🎈障害、動物、そしてバルーン🎈

 初めて参加したボランティアフェアでバルーンアートを作っていたGhost。

 子供も、大人も、健常者も障害者も、みんな風船に喜んでくれたようで、意気揚々とバルーンを捻っていた時の事です。

 一人の視覚障害の女性が介助の方を連れてやってきました。介助の方はバルーンに気づいて、視覚障害の女性に話しかけました。


介助の人

「あ、バルーンアートがあるよ」


視覚障害の女性

「え? 風船。怖い! 怖い!」


介助の人

「えー、すごくかわいいよ。少し触ってみる?」


視覚障害の女性

「無理、無理、怖い怖い!」


 そう言って、速足で去っていく視覚障害の女性。少し申し訳なさそうにお辞儀していく介助の方を見ながら、僕は当たり前すぎる事を忘れていたことに気づきました。


『そりゃ、目の見えない人にとって、いつ割れるかわからない風船とか怖いに決まってるわ!』


 いわゆる健常者と呼ばれる人達でも『風船は割れるのが苦手』という方は意外と多いです。それが視覚障害を持っている人だったら、どれだけ怖いか……そう思うと中々考えさせられる出来事でした。




🎈動物とバルーン🎈


 最近テレビなどでも紹介されている障害に関わらず楽しめるスポーツ『ボッチャ』。カーリングに似た頭脳戦が魅力の競技です。パラリンピックの公式競技にもなってますね。


 ボランティアフェアの会場には、このボッチャを楽しめるスペースがありました。

 ボールを投げる競技なので多少音が出るのですが、どうやらが盲導犬、介助犬にとってストレスらしい。なので会場ではボッチャのブースと、介助犬のブースは離れた所に配置していました。

 ……という話を聞いて僕は思います。


 バルーンも突然割れる時があるから、犬の近くで作っちゃダメじゃん!




🎈バルーンの課題🎈


 さて、以上の事からバルーンの欠点について知る事が出来ました。視覚障害のある方と、動物にとってはすごく怖い物になってしまうので注意をしなければいけません。

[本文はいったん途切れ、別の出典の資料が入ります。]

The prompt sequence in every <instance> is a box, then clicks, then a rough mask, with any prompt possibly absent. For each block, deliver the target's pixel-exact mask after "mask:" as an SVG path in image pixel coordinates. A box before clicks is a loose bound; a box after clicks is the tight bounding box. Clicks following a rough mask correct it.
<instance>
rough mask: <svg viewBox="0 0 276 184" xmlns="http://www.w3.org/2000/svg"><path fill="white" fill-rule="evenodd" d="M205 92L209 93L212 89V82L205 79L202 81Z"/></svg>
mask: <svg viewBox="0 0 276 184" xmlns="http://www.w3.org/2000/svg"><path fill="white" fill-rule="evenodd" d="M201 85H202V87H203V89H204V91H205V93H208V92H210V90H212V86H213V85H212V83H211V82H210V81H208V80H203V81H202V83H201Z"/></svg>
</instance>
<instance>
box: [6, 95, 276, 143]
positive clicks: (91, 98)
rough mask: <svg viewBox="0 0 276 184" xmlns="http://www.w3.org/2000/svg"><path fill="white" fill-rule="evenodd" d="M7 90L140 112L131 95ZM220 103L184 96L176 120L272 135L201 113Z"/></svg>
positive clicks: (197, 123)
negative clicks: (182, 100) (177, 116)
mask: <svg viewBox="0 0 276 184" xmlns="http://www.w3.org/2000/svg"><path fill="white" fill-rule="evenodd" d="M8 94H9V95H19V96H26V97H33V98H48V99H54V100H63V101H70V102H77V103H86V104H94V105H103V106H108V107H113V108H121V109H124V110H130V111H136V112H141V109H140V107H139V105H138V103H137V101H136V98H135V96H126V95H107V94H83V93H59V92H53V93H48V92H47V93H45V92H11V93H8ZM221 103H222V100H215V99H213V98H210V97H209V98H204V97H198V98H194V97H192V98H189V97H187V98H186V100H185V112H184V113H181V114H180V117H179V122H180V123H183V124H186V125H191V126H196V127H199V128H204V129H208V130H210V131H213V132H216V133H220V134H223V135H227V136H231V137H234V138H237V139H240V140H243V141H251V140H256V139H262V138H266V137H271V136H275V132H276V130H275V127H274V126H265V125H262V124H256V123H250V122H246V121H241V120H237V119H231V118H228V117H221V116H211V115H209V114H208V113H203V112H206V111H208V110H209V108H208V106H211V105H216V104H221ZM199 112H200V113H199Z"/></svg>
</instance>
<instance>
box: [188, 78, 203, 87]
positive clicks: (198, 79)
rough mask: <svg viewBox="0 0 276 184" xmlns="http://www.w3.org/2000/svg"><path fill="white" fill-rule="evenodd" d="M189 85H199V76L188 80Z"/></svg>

 ここで少しバルーンの問題点のお話し。実はバルーンには他にも課題があるのです。


・紫外線に弱い🌞

 天然ゴム製のバルーンは太陽光にめちゃくちゃ弱いです。真夏の日差しの下では二時間も持たずに割れてしまいます🎈


・湿度に弱い☔

 湿度の高い雨の日などはバルーン同士が癒着し、割れやすくなってしまいます。なので保管する際などはベビーパウダーを振りかけるなどしてバルーンのコンディションを整えます🎈


・静電気(乾燥)に弱い⚡

 冬は冬で乾燥して静電気が発生しやすいので割れやすくなっています🎈


・気を付けても割れる時は割れる💀

 最高のコンディション、最高のパフォーマンスをしても割れる時は割れます🎈

 けれど上手く作れたバルーンは一週間~二週間くらい持つのよ🎈


 さて、主に以上の理由で割れてしまうバルーン。お客さんを怖がらせてしまっては元も子もないのですが、技術を磨いて割れる確率を減らすくらいしか解決策が見つからないのが現状です。悔しいのぅ🎈




 少し前にボランティアフェアとは別件で、ボランティアセンターの職員さんから老人ホームにてバルーンアートを作れないかと頼まれた事がありました。相手側から依頼は珍しかったので非常に嬉しくて、快く引き受けたかったのですが少しだけ心配な要素がありました。

 それはズバリ!🎈


《風船の割れる音にびっくりして、心臓の弱いお年寄りがショック死したりしないかな?🎈》


 昔、プロレスがテレビ中継していた頃、「噛みつき魔」と呼ばれた悪役プロレスラー、フレッド・ブラッシーという人がいました。彼の噛みつき大流血が全国に放映された時、それを見ていたお年寄り十一人ががショック死する、という出来事があったそうな。

 まぁ、医学的にショック死と証明されたわけではないらしいのですが、とにかく心臓の弱いお年寄りを悪戯にびっくりさせるのは危険! 危険が危ない!

※ちなみに僕が調べた限り、風船の割れた音にびっくりしてショック死した、という事例はありませんでした🎈


 というわけで、老人ホームの職員さんにその旨を伝え、安全の確認をして頂いていたのですが、そんなさなかコロナウイルスが流行し始めてしまいました。

 なので今の所バルーンの依頼は中断している状況です。ぐぬぬ🎈

 バルーンやブラッシーの噛みつきなんかよりも、コロナの方が凶悪じゃないか!!